No, that's a different feature with the same name. That allows you to quickly layer graphics from a built-in set on top of existing photos, like in Snapchat. The "stickers" I'm referring to, in the Telegram/WeChat/LINE sense, are essentially custom emojis, or macros for sending one of a collection of reaction images as its own message.
I'm not criticizing you when you say that you need stickers, but please help me understand: how do you rely on stickers to communicate?
I can understand them being a nice UI/UX feature that makes the app more fun, but I cannot possibly imagine that people actually rely on stickers to communicate.
Maybe you mean something different and I'm misunderstanding you?
Not me as an individual, but various communities I'm in contact with have stickers ingrained into their culture and social norms. People collect up to hundreds of stickers for different situations, make their own based on shared iconography, and some even have custom stickers commissioned from artists, of themselves, of characters they've created, etc. For groups that are really invested in stickers, migrating to an app which lacks them would significantly alter their dynamics.
To succinctly convey emotions, opinions, viewpoints, "feels". To simply have a non-verbal vocabulary, to have a different quality to certain parts of the communication, to signify a different quality of seriousness/playfulness/feeling.
Not sure what you mean by "like memes". They are just funny images with thousands of variations that you can send. If you're going to sleep - send something cute that shows it.
Sure, if emojis could be infinitely extended with arbitrary images and were sent as their own messages instead of being embedded inline with other text. Replying to another message with a sticker also fills the role played by reactions on Facebook Messenger.
If you pass links to known sticker images, and the recipient has to retrieve them by means outside the Signal protocol, that reduces security. An observer can detect when a receiver fetches a sticker image, and they can tell which one. For example, noting that a message has forced the loading of collection "Gay"[1] provides much useful information to an observer.

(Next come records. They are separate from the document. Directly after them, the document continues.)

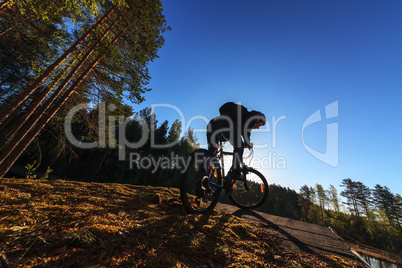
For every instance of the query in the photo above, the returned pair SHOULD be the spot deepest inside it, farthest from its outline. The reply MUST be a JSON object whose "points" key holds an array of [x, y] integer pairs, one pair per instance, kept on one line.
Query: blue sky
{"points": [[290, 59]]}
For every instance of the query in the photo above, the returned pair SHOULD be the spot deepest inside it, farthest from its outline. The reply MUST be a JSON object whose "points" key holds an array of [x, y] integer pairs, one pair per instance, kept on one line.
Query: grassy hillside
{"points": [[75, 224]]}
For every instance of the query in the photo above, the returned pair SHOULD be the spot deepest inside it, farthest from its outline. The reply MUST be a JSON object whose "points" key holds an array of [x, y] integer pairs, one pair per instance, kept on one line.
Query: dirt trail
{"points": [[297, 236]]}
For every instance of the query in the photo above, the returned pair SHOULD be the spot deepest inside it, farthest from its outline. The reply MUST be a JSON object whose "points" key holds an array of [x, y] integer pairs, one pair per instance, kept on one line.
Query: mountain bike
{"points": [[204, 179]]}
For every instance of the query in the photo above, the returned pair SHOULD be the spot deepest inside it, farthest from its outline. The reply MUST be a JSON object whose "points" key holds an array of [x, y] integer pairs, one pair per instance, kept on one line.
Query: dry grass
{"points": [[75, 224]]}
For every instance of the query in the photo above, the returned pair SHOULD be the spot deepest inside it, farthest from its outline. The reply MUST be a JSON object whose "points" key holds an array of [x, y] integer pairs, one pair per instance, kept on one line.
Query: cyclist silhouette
{"points": [[234, 123]]}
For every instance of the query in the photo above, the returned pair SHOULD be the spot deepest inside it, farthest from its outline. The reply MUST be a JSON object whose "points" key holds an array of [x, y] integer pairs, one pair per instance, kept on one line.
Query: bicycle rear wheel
{"points": [[198, 190], [251, 191]]}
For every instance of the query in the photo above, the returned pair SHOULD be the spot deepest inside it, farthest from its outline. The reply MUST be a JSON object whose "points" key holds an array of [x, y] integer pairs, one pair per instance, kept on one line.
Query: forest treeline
{"points": [[368, 216], [58, 53]]}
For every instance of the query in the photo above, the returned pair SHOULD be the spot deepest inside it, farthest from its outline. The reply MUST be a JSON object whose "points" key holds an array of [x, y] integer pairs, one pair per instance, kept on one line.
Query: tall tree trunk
{"points": [[3, 6], [13, 85], [30, 89], [22, 119], [5, 80], [34, 131], [12, 27]]}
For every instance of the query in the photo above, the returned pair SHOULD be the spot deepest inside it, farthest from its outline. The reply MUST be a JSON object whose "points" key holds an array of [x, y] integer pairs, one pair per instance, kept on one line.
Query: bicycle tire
{"points": [[256, 194], [194, 199]]}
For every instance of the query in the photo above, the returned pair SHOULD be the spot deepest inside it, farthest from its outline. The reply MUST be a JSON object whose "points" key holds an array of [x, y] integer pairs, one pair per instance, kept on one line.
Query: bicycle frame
{"points": [[222, 171]]}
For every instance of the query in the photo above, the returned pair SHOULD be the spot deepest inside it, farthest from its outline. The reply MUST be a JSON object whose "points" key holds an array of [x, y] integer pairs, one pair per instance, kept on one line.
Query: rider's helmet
{"points": [[258, 118]]}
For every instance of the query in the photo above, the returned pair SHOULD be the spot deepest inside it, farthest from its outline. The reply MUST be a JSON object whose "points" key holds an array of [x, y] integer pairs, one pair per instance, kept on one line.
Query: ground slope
{"points": [[76, 224]]}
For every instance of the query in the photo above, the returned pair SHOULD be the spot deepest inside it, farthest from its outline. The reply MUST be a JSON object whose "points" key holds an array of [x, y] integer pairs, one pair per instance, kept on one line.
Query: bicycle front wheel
{"points": [[199, 191], [251, 191]]}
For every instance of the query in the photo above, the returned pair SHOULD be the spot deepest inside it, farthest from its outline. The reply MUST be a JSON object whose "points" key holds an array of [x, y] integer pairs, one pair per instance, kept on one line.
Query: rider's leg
{"points": [[237, 163]]}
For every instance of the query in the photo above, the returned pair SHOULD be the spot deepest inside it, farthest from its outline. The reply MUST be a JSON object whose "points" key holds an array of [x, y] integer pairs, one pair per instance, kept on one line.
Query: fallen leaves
{"points": [[80, 224]]}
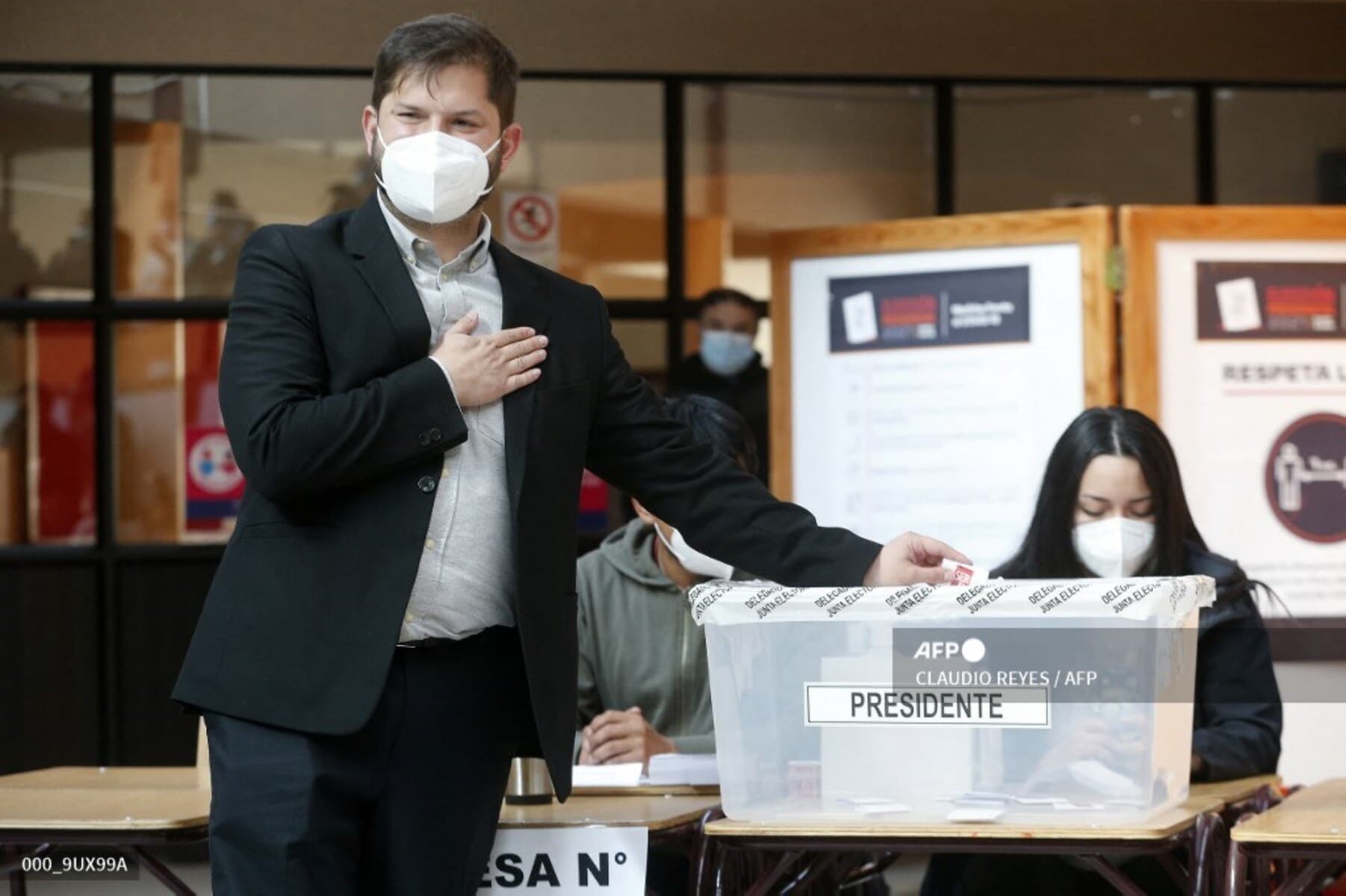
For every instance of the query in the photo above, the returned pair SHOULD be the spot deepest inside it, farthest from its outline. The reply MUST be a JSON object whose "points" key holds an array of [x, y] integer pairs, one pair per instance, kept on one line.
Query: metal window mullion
{"points": [[104, 280]]}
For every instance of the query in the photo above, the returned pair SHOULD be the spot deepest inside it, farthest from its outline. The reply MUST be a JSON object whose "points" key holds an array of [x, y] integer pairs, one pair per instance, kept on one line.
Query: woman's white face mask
{"points": [[1114, 548]]}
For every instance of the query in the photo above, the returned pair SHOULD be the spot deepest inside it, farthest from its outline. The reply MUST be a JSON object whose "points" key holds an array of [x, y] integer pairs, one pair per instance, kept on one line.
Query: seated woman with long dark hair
{"points": [[1112, 505]]}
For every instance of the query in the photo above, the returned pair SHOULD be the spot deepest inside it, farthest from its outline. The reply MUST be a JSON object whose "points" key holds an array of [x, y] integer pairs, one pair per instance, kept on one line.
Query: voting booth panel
{"points": [[1235, 340], [1014, 700], [924, 364]]}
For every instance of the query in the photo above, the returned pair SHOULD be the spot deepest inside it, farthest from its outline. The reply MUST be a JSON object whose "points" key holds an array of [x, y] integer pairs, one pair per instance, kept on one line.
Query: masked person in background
{"points": [[642, 677], [1112, 506], [728, 367]]}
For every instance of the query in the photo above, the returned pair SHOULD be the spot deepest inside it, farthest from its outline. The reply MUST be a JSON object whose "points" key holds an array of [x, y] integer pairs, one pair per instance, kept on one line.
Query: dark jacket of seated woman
{"points": [[1112, 505]]}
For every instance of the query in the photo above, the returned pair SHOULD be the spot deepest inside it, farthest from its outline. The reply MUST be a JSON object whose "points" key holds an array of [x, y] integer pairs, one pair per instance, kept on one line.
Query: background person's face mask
{"points": [[434, 176], [693, 560], [726, 352], [1114, 548]]}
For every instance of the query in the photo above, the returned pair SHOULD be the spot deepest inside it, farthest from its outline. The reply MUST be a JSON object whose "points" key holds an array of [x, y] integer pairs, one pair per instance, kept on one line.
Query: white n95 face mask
{"points": [[1114, 548], [693, 560], [434, 176]]}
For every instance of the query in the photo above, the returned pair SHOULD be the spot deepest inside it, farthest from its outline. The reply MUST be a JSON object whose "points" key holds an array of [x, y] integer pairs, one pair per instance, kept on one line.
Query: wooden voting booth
{"points": [[924, 367], [1235, 340]]}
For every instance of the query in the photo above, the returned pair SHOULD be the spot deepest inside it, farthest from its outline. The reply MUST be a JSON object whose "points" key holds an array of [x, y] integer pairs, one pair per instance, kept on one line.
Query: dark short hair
{"points": [[720, 295], [428, 45], [1047, 552], [718, 426]]}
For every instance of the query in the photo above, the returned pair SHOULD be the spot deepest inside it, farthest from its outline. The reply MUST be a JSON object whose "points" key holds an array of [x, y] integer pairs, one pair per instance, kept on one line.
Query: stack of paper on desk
{"points": [[684, 768]]}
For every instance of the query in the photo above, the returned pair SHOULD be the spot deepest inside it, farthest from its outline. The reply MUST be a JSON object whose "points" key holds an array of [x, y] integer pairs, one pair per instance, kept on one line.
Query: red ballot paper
{"points": [[965, 575]]}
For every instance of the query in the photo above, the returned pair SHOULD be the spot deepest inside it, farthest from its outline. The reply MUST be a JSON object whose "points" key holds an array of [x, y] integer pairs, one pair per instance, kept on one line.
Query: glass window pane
{"points": [[46, 187], [47, 488], [646, 347], [595, 152], [202, 161], [763, 158], [1057, 147], [176, 474], [1285, 147]]}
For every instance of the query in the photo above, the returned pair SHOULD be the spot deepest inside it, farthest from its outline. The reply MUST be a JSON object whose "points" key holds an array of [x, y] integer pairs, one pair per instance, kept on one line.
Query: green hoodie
{"points": [[639, 644]]}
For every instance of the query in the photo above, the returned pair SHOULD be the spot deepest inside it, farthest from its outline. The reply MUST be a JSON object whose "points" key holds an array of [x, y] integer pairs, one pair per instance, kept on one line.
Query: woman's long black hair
{"points": [[1047, 550]]}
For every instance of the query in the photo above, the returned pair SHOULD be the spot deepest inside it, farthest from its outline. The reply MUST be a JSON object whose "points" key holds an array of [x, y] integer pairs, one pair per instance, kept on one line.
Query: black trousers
{"points": [[406, 805]]}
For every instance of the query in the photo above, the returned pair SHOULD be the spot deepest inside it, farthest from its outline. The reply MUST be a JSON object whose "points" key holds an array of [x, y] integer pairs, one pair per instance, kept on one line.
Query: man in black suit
{"points": [[394, 619]]}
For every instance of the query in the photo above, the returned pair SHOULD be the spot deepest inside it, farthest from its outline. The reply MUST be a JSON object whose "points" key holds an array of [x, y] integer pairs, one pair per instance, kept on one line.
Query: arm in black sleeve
{"points": [[290, 435], [1237, 703], [719, 508]]}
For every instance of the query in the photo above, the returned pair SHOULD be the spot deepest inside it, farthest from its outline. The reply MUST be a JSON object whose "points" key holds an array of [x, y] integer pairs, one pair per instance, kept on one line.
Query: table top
{"points": [[1314, 815], [102, 809], [656, 813], [1158, 827], [105, 778], [651, 790], [1232, 791]]}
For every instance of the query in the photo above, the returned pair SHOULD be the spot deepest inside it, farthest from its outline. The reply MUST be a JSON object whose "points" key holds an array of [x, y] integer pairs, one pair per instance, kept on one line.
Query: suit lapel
{"points": [[382, 268], [524, 305]]}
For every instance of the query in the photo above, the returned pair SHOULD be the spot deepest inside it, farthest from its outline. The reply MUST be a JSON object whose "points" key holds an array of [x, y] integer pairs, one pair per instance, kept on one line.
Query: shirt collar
{"points": [[421, 253]]}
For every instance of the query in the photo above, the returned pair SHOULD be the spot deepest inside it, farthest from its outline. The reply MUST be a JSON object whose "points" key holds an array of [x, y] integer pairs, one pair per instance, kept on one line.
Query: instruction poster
{"points": [[928, 389], [1253, 396]]}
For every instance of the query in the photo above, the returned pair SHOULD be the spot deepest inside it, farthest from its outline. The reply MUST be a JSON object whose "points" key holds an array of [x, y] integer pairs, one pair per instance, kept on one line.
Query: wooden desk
{"points": [[1194, 825], [125, 809], [651, 790], [1310, 825], [72, 809], [105, 778], [1236, 790]]}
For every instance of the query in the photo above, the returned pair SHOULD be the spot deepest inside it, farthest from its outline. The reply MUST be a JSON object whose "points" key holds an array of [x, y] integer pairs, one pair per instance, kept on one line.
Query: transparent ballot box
{"points": [[1010, 701]]}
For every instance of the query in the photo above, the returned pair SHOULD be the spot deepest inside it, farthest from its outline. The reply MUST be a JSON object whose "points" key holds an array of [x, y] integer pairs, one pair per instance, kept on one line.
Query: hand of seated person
{"points": [[618, 736]]}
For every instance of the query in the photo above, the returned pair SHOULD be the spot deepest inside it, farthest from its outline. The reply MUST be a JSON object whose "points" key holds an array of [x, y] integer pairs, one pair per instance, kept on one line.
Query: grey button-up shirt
{"points": [[466, 576]]}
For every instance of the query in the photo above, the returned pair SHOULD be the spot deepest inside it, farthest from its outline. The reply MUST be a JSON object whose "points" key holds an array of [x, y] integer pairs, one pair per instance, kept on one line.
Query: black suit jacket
{"points": [[340, 421]]}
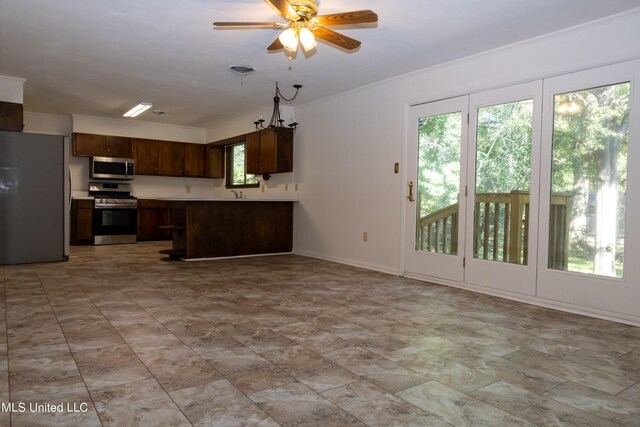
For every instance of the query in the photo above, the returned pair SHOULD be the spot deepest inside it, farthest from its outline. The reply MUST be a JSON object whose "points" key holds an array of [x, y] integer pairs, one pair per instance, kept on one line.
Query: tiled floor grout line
{"points": [[70, 351]]}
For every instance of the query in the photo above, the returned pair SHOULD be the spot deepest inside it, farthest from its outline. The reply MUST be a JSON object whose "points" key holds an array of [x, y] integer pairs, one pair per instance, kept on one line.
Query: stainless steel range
{"points": [[115, 213]]}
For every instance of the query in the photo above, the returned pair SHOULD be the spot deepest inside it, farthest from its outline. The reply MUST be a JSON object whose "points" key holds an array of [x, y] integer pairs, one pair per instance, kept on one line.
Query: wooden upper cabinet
{"points": [[171, 158], [146, 153], [118, 146], [270, 151], [194, 160], [11, 116], [213, 161], [87, 144]]}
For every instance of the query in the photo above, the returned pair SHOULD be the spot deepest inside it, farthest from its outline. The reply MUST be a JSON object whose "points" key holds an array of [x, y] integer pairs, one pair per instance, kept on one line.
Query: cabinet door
{"points": [[284, 150], [253, 152], [152, 214], [86, 144], [146, 153], [194, 160], [214, 161], [171, 158], [118, 146]]}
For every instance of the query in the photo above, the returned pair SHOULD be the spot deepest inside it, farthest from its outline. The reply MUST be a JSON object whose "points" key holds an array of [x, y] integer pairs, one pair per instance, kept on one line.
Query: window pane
{"points": [[589, 180], [238, 166], [439, 139], [503, 182]]}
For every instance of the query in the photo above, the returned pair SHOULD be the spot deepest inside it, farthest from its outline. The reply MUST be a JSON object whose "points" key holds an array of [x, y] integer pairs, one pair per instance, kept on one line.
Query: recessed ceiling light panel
{"points": [[138, 109], [242, 70]]}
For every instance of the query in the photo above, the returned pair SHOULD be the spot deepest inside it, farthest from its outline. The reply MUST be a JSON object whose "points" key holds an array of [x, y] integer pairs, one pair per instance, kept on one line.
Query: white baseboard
{"points": [[542, 302], [351, 262]]}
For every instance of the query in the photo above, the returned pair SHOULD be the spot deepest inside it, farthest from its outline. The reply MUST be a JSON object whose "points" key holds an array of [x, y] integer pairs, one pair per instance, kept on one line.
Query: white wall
{"points": [[11, 89], [346, 145], [52, 124]]}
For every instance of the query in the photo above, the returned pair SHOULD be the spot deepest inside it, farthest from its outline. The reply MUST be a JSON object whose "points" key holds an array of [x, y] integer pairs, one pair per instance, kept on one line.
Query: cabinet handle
{"points": [[410, 196]]}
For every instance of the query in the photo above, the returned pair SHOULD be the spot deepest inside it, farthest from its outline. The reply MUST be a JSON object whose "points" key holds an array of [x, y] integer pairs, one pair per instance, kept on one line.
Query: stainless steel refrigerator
{"points": [[34, 198]]}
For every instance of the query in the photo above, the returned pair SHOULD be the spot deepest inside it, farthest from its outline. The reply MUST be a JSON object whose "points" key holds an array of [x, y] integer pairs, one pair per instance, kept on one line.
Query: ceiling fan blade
{"points": [[248, 24], [285, 9], [336, 38], [276, 45], [354, 17]]}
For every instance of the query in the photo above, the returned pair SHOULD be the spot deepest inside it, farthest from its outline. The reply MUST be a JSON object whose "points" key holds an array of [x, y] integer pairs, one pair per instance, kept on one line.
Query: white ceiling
{"points": [[100, 57]]}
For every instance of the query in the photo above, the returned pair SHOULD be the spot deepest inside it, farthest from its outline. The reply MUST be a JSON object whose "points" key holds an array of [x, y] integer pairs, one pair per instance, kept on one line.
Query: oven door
{"points": [[114, 225]]}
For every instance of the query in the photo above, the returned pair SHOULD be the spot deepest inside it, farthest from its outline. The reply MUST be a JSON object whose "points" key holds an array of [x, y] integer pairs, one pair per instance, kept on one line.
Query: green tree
{"points": [[590, 143]]}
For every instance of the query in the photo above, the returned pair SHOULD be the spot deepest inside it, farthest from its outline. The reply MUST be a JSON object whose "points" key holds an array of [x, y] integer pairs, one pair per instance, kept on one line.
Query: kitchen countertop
{"points": [[202, 199]]}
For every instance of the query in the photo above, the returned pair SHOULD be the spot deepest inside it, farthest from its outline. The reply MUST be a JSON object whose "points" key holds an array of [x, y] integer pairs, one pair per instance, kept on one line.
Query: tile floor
{"points": [[120, 337]]}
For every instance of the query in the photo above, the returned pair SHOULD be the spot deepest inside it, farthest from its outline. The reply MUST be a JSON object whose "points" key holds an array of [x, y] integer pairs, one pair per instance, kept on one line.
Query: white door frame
{"points": [[427, 264], [615, 295], [504, 276]]}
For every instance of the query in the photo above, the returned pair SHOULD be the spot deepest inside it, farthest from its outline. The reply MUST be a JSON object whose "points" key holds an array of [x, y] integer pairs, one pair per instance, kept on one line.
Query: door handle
{"points": [[410, 196]]}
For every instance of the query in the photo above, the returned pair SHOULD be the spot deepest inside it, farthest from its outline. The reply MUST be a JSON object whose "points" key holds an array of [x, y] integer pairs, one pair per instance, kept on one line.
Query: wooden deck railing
{"points": [[501, 228]]}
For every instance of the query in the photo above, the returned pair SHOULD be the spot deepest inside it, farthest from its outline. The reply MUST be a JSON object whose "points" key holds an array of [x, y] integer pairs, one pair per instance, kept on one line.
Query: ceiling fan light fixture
{"points": [[289, 39], [307, 38], [138, 109]]}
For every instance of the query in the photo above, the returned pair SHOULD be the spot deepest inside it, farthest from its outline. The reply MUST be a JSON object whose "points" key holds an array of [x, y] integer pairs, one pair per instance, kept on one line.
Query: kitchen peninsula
{"points": [[213, 228]]}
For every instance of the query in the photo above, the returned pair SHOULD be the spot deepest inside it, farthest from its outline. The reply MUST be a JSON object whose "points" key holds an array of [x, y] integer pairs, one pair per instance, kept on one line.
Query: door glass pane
{"points": [[439, 140], [503, 182], [589, 180]]}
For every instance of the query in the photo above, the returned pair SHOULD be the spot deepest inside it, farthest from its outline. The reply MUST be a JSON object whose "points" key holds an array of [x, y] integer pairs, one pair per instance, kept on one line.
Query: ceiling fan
{"points": [[304, 25]]}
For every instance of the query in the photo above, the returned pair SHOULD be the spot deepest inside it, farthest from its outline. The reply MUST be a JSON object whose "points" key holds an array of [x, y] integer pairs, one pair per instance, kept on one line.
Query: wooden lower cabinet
{"points": [[209, 229], [153, 218], [81, 222]]}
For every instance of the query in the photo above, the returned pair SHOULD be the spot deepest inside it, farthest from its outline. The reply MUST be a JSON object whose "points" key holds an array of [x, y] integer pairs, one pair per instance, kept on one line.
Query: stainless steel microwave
{"points": [[112, 168]]}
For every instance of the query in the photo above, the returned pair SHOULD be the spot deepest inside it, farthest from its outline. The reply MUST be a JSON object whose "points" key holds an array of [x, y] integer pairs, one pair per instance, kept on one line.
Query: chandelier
{"points": [[276, 119]]}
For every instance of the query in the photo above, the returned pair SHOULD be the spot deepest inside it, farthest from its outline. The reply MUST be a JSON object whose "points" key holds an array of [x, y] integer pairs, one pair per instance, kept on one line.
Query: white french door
{"points": [[590, 200], [435, 205], [531, 190], [502, 188]]}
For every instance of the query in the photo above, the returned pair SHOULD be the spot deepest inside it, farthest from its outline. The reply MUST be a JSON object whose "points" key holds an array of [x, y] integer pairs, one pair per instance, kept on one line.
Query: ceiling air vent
{"points": [[242, 70]]}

Having to send stickers every time ups the overhead. Also, if stickers are well known variable length files, it may be possible to make good guesses about which stickers are attached.
You could negotiate sticker sending by hash: the first message only contains the hash value, if the recipient already has that sticker stored, it can be displayed immediately. Otherwise the full data can be requested.
EDIT: That scheme can be used to probe whether or not someone already has a specific sticker stored, so it might have to be separated per-contact to avoid leakage.
https://telegram.org/blog/stickers-revolution
Various communities absolutely rely on this style of communication, so it becomes a dealbreaking feature.